O sabah babam niye ağladı, diye sormuştum anneme. Babamın bilebildiğim ilk ve tüm zamanlarındaki iki ağlamasından biriydi, demek velêd hâfızama girip kalmış. 17 Eylül 1961’miş, üç buçuk yaşındayım demek.
Herhalde o günlüğüne geçiştirdiydi, sonra anlattı annem. Sevmediği Adnan Menderes, kızdığı Fatin Rüştü Zorlu ve sevdiği Hasan Polatkan idam edildiği için, içine hiçbir zaman sindiremediği bu ihtilâl intihâline ağlamış o sabah güzelim.
Demokrat Parti’den sonra bir Türkiye oldu.

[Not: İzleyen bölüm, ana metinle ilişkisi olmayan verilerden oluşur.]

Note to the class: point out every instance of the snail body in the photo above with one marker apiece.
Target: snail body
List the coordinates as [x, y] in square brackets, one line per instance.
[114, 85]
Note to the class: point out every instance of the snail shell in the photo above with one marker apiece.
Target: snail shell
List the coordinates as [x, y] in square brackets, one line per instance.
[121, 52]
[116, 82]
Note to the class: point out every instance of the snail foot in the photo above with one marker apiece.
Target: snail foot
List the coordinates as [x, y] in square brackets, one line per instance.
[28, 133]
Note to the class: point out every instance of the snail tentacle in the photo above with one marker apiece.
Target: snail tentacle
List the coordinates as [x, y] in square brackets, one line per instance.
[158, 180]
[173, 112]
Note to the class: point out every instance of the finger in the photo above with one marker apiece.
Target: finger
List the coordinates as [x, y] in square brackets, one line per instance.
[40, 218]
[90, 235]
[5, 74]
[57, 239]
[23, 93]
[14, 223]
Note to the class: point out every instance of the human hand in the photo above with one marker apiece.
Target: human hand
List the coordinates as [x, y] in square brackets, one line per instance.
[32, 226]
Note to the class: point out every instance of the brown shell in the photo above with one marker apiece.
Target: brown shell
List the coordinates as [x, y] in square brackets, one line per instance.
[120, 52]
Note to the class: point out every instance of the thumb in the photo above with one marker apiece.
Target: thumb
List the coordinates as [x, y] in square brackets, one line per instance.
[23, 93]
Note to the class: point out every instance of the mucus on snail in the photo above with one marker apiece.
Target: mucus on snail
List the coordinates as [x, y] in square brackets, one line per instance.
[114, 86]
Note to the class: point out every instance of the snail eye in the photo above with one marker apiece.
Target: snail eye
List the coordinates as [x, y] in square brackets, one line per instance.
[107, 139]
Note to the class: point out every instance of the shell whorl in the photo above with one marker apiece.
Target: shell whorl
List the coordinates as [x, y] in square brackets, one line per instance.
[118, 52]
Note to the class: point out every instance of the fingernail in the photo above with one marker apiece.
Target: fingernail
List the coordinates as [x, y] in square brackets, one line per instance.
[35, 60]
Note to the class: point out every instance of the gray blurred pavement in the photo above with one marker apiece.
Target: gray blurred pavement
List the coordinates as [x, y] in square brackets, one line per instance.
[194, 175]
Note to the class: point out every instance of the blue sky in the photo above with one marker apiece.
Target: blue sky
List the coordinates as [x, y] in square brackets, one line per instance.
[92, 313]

Üstelik, tüm zamanların en fuzûlî uzunluktaki ve hayli özgürlükçü Anayasa’sını da bu Bismarc’yen kültürde, bir ihtilâlin ardından edindi. Şu, “Bize bol geliyor,” diye Demirel’in hep devletçi hayıflanmalarını teksif ettiği Anayasa yani...
Bu yazı sürecek. Hemen başlığa dönüyorum o yüzden. Adalet ve Kalkınma Partisi’nden sonra da bir Türkiye olacak.
İçinde durulan günden gelecekteki ideale tasavvur köprüsü –yani ideoloji oluşturma gücünden mahrum siyasî aktörlerin hepsi gibi, AKP de misyonunu eriyerek kapatacak.
Ne Demokrat Parti’nin “itiraz”dan öte bir hayâli vardı, ne Adalet ve Kalkınma Partisi’nin var. Sermaye transferi konusunda ise, cengâverliklerine diyecek yok. Haftaya Anavatan Partisi’ne de bir göz atarız.
Bugün bir “Çıkar ve İhale Partisi” kurulsa ve toplumdaki alt-yaygın referanslardan bir tanesini etkili biçimde kullanmaya başlasa, esas iktidar kavgası da başlar.
Yani; Adalet ve Kalkınma Partisi gittikten sonra bir Türkiye olacak da...
Zengin, kendisini daha fazla zengin olmaktan alıkoyacak frene sahip değildir. Yoksulluğun ağır kokusunu nefesinde hissederek gelen yeni-zenginler için ise bu fren imkânsızdır.
Konumuz da bu “fren” esasında.
Ya kanla yıkanmış bir “tepelemeciler” ülkesi –ki o ara biz de tepelendiğimiz için görüp yazma şansımız olmayacak...
Ya da diğerini kendisi kadar değerli sayan, kullanmayacağı hiç bir mala sahip olmayı aklından bile geçirmeyen, sevdiğine sevdiğini söylemekten imtinâ etmeyen, bir tank yapıp adını Altay koymayı hayâl bile etmeyen “insan”ların Türkiye’si –ki yeterince istersek neden olmasın.
Türkiye’nin “gaz”a değil “fren”e ihtiyacı var.